Hiroshige —— Rain,Snow,Night
Unraveling the Appeal of Woodblock Print Landscapes
- 2,200 yen (JPY)
- Text and editorial supervision by Murasaki Fujisawa and Yosuke Kato
- In Japanese and English
- 205 × 148 × 20 mm, 40g
- Release date:
- 978-4-86152-610-7 C0071
Utagawa Hiroshige (1797-1858), along with Katsushika Hokusai, was a master artist of ukiyo-e (Woodblock Print ) landscapes who upheld the ukiyo-e tradition at the end of the Edo period.
The Fifty-three Stations of the Tokaido, published when Hiroshige was 37, was extremely popular and he continued to create ukiyo-e landscapes for the rest of his life. Hiroshige’s varied landscapes that let people enjoy the sensation of traveling without leaving home include tokaido-e landscapes seen from important major routes of the Edo period and meisho-e pictures of famous places.

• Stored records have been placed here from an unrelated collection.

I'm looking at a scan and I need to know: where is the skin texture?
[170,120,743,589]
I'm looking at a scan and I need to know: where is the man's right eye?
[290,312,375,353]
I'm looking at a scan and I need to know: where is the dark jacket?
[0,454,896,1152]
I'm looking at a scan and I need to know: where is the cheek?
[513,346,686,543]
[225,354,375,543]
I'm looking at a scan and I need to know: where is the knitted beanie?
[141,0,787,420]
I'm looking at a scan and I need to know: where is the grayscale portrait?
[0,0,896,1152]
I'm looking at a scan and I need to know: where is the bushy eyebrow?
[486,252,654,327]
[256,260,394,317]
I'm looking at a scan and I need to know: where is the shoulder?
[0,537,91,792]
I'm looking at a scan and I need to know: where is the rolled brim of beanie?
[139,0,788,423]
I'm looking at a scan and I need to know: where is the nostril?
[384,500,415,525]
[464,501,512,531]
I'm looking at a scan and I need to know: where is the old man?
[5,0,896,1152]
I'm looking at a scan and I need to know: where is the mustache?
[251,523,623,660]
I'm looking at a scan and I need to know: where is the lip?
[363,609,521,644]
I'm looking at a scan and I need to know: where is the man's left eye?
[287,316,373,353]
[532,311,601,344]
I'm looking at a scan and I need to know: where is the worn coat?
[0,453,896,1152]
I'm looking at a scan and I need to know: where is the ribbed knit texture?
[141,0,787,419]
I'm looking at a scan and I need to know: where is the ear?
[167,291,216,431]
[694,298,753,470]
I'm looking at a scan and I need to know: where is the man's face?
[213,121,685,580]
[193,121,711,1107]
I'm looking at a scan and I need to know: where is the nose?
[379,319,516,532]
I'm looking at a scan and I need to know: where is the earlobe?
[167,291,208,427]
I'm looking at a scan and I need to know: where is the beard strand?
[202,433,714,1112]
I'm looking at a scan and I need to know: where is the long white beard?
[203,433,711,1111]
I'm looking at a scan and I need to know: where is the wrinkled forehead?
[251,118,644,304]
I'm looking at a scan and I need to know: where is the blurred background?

The landscapes are not simply descriptive but combine a variety of elements such as the season, climate, and time of day that make his landscapes even more interesting and appealing. Particularly well-known examples are Kanbara: A Village in the Snow and Shono: Travelers Surprised by Sudden Rain.This book presents 150 works selected from the excellent private collection of ukiyo-e housed in Kameyama, one of the stations on the Tokaido. The collection, highly acclaimed by lovers of ukiyo-e, includes principally tokaido-e. Enjoy the appeal of these nostalgic unspoiled landscapes of olden days in Japan artistically rendered by master artist Hiroshige.